Physical Examination
A complete unclothed physical examination should be performed on infants and children of all ages. Because of previous trauma (eg, sexual abuse), however, it may be necessary to perform some parts of the examination over a series of visits to minimize the possibility of inflicting additional trauma from an examination. All aspects of the physical examination are essential. Accurate measurements of height, weight, and, depending on age and size, head circumference should be obtained. Plotting of parameters on the growth curves from WHO or the CDC (compared with birth country) should be used, with few exceptions. The child should be closely inspected for unusual scars or bruises, evidence of fractures (old or recent), rachitic changes, and genital or rectal scarring.
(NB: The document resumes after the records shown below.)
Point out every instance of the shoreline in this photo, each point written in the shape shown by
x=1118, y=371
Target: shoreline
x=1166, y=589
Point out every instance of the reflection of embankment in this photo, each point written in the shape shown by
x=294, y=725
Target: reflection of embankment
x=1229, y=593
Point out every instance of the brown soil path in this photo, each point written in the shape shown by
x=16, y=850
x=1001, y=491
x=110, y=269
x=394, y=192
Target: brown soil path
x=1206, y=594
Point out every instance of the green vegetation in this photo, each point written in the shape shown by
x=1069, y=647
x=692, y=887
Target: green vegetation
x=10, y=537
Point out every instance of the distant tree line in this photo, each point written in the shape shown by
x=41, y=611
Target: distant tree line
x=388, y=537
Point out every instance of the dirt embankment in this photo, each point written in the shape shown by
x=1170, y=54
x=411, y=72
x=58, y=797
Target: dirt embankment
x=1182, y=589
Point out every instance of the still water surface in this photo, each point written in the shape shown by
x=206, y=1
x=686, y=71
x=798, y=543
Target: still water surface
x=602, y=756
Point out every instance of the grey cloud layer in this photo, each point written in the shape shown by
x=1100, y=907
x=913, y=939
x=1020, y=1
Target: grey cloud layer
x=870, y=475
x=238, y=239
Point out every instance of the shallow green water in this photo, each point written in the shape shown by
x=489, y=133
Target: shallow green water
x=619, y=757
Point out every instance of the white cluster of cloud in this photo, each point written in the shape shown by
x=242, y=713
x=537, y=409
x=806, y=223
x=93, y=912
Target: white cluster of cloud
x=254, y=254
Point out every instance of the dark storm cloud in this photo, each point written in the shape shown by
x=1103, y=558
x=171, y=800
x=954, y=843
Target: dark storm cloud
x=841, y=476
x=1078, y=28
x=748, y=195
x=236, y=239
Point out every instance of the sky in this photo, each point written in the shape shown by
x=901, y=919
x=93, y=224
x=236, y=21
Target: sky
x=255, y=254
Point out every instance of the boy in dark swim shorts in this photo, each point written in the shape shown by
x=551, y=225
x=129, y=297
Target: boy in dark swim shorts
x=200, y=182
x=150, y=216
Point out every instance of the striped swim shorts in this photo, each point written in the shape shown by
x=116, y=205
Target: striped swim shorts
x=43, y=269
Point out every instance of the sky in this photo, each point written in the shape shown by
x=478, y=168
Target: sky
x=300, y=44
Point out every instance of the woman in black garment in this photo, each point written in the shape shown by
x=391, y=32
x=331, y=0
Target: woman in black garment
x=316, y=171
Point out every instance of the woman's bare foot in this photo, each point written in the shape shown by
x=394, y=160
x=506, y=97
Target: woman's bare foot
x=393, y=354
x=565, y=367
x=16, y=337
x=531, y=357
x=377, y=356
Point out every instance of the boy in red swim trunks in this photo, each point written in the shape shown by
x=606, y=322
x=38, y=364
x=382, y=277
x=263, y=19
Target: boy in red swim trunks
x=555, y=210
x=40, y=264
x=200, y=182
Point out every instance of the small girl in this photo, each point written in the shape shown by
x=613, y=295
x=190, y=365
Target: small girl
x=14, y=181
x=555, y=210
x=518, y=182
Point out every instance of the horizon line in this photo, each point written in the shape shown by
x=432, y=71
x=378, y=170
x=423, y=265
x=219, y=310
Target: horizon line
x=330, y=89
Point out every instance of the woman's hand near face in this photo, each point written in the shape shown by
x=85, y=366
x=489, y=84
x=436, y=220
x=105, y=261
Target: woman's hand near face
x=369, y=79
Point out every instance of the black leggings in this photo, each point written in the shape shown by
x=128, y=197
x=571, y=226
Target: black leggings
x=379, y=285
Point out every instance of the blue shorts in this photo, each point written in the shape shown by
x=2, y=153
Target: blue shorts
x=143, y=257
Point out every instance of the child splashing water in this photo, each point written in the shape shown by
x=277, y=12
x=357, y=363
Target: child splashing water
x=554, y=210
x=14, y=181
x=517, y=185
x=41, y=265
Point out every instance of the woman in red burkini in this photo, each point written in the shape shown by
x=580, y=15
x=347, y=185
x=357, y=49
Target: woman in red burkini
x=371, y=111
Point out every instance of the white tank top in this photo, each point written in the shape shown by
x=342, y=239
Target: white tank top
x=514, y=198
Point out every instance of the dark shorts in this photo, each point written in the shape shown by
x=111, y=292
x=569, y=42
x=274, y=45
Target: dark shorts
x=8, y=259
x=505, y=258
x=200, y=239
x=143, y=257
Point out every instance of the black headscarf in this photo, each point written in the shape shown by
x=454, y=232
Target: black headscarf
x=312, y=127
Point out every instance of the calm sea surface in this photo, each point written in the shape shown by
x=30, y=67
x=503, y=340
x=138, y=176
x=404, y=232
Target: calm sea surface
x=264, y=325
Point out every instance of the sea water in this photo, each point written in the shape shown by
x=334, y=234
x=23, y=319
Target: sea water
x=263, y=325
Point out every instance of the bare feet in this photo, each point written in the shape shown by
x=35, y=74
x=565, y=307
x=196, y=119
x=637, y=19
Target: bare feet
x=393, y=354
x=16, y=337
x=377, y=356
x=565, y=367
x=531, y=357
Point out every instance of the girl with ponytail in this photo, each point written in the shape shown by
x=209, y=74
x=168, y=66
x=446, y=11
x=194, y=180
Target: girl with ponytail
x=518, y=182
The skin should be examined for rashes, lesions, and a bacille Calmette-Guérin (BCG) scar (typically on the upper deltoid). Developmental screening should be performed, and a more complete developmental assessment should be scheduled at a separate visit (when the child is not distressed or acutely ill). A dental examination should be included, and referral for a formal dental evaluation likely will be necessary. Screening evaluations of hearing and vision should be performed; formal testing may be necessary, depending on the age of the child and ability to cooperate.
Box 39.1. What to Ask
Dietary History of the International Adoptee
•What food and formula/milk is the child receiving?
•Has the child received adequate calories?
•Is there known or suspected food intolerance? (For example, lactose intolerance is more common in Asian ethnicities.)
•Are there abnormal behaviors associated with food or eating (eg, preoccupation with food, hoarding, food refusal, gorging)?